Steinhoff - a top-down view on a bottom up story
All,
Steinhoff have published their FY 2018 accounts (12 months through September). There are a lot of new bits of information in the release, but the consolidated view is hardly the way to go with Steinhoff. For our bottom-up / entity priority analysis (still to be updated, but not materially) click here.
The consolidated view is highly distorted and we ourselves are certainly not looking at the company in this way. However, within the confines of “interesting”, Let’s have a look at it anyhow.
Top-Down Metrics:
- Overall Net debt stood at 9bn and thus Adj. EBITDA leverage stood around 9.3x (adjusted for holding Conforama at Equity). Again, its not news, but it lends a top-down consolidated perspective.

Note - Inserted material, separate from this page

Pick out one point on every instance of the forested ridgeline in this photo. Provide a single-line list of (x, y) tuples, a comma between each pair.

- OCF was flat, due to strong WC outflows. If following a restructuring these outflows can be reversed (very broad assumption), then that could delever the company by a good half turn.
Normalised Top-Down view:
So a back of the envelope on E960m of Adj. EBITDA, EV = E5.8bn at 6x. Add a generous E1bn of excess cash (after having re-claimed some WC) and creditors should recover an average of approx. 75c/E.
- Adj. EBITDA: E960m
- Taxes: E-200m
- CapEx: E-500m
- Norm. FCF: E260m
Debt Service Capacity: E130m t 2x Interest Coverage
New Debt interest: 5%
Debt Capacity: E2.6bn
LTV: 45%.
=> So with some debt trading above and some below that value, perhaps the outlines of a future Steinhoff are beginning to take shape after all.
Upsides:
- It’s reasonable to assume that the company will be trading better once it puts the scandal and liquidity constraints behind it.
- Large minority shareholdings in turnaround stories Mattress Firm and Conforama
- Central and Eastern European Pepkor is on fire. The division was known to be doing very well, but now we have annual data for it. The UK arm appears to have offset some of the growth in profits.
- The company continues to hold valuable real estate assets that could be spun out at accretive multiples to the assumed 6x above.
Downsides:
- The execution risk is still high and shareholder litigation is yet to gather pace.
- LSW are still litigating.
We will be updating our bottom-up model in due course.